HEARING: What do you answer sir? FASTOW: Mr President. I would like to answer questions from the committee but on the advice of my lawyer, I respectfully decline to answer the question…

Fastow not only hid the truth from shareholders, but he personally benefited from the practice. He entered into a plea bargain and was sentenced to 10 years in prison. He also had to give up nearly $24 million in assets. But due to his cooperation in cases against other executives and auditors, a U.S. District Judge eventually reduced Fastow’s sentence and he ended up serving five years.

Since then, Fastow has become a sought-after speaker on business ethics and the problem of “legal fraud.”

FASTOW: When I was CFO of Enron…I was never invited to speak anywhere, not once. Now I’m invited to speak somewhere in the world every week if I wanted to.
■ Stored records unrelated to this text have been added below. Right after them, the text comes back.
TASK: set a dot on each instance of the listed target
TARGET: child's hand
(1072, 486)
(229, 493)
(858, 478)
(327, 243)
But only because I went to jail…

The dramatic fall of Enron has led to some accounting reforms, but there is still a long way to go. 20 years later, Fastow is not shy about admitting the pain he caused Enron employees and investors and his role in the company’s distrust of financial markets and institutions. In a 2021 interview, he spoke with Quinton Mathews for Real Vision…

FASTOW: I believe what I did was wrong. I believe what I did was unethical. I believe what I did was illegal. I take full responsibility for my actions. And probably, if there’s one person most responsible for Enron’s failure, it’s me…

It’s this week’s world history book, I’m Paul Butler.